Below are descriptions of several data sets, and some suggested projects.
The first few are spelled out in greater detail. You are encouraged to select and flesh out one of these projects,
or make up your own well-specified project using these datasets. If you have other data sets you would like to work on,
we would consider that as well, provided you already have access to this data and a good idea of what to do with it.
Several of the project ideas are compiled from similar courses online.
A0. Object Detection
Dataset
You can download the dataset from here.
There are 20 categories of objects, ranging from car and bike to cat
and dog. It is also the most used benchmark dataset for object
detection task. Project Ideas:
There are two
classic ways of doing object detection; one is based on exhaustive
sliding window search, such as Deformable Part Model (http://people.cs.uchicago.edu/~rbg/latent/), the other one is based on Selective Search method (http://koen.me/research/selectivesearch/).
Selective search has great potential to apply on larger dataset with
more categories. You can try the selective search idea and compare to
the DPM’s performance (results available online). Papers:
- “Object
Detection with Discriminatively Trained Part Based Models.” P.
Felzenszwalb, R. Girshick, D. McAllester, D. Ramanan. PAMI 2010.
- “Segmentation
As Selective Search for Object Recognition.” Koen E. A. van de Sande,
Jasper R. R. Uijlings, Theo Gevers, and Arnold W. M. Smeulders. ICCV
2011.
A. fMRI Brain Imaging
Dataset
Available here
This data set contains a time series of images of brain activation,
measured using fMRI, with one image every 500 msec. During this time,
human subjects performed 40 trials of a sentence-picture comparison
task (reading a sentence, observing a picture, and determining whether
the sentence correctly described the picture). Each of the 40 trials
lasts approximately 30 seconds. Each image contains approximately 5,000
voxels (3D pixels), across a large portion of the brain. Data is
available for 12 different human subjects.
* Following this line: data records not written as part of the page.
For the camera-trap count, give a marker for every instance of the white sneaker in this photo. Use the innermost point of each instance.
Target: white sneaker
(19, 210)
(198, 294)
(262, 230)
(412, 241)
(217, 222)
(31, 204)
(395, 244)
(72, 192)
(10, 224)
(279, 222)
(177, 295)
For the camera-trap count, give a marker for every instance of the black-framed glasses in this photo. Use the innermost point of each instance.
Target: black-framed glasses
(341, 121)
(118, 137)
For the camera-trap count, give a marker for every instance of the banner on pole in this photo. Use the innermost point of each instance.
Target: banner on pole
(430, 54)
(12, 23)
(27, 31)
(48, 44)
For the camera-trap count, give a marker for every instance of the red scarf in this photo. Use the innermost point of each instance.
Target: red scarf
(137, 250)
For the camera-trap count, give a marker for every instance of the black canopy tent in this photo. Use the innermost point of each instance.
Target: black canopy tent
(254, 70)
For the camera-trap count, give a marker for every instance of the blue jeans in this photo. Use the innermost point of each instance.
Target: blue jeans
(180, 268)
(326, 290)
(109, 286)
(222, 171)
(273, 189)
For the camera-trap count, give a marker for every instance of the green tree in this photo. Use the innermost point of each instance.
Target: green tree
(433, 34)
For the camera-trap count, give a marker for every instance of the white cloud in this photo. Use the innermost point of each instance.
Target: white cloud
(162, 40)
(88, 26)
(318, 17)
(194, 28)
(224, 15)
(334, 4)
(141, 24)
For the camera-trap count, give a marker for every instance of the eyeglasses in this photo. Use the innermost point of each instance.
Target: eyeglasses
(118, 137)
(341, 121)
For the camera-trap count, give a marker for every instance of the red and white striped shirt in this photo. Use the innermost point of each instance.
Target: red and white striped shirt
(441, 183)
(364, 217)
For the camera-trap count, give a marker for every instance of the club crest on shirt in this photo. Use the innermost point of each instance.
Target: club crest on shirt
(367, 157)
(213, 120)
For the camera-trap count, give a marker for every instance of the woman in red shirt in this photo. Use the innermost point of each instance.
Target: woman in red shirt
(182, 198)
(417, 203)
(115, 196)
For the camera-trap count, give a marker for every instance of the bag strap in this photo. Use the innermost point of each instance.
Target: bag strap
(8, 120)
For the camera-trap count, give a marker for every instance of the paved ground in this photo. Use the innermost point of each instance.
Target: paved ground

Project A1: Bayes network classifiers for fMRI
Gaussian Naïve Bayes classifiers and SVMs have been used with this data
to predict when the subject was reading a sentence versus perceiving a
picture. Both of these classify 8-second windows of data into these two
classes, achieving around 85% classification accuracy [Mitchell et al,
2004]. This project will explore going beyond the Gaussian Naïve Bayes
classifier (which assumes voxel activities are conditionally
independent), by training a Bayes network in particular a TAN tree
[Friedman, et al., 1997]. Issues youll need to confront include which
features to include (5000 voxels times 8 seconds of images is a lot of
features) for classifier input, whether to train brain-specific or
brain-independent classifiers, and a number of issues about efficient
computation with this fairly large data set.
Papers:
Project A2: Dimensionality reduction for fMRI data
Explore the use of dimensionality-reduction methods to improve classification accuracy with this data.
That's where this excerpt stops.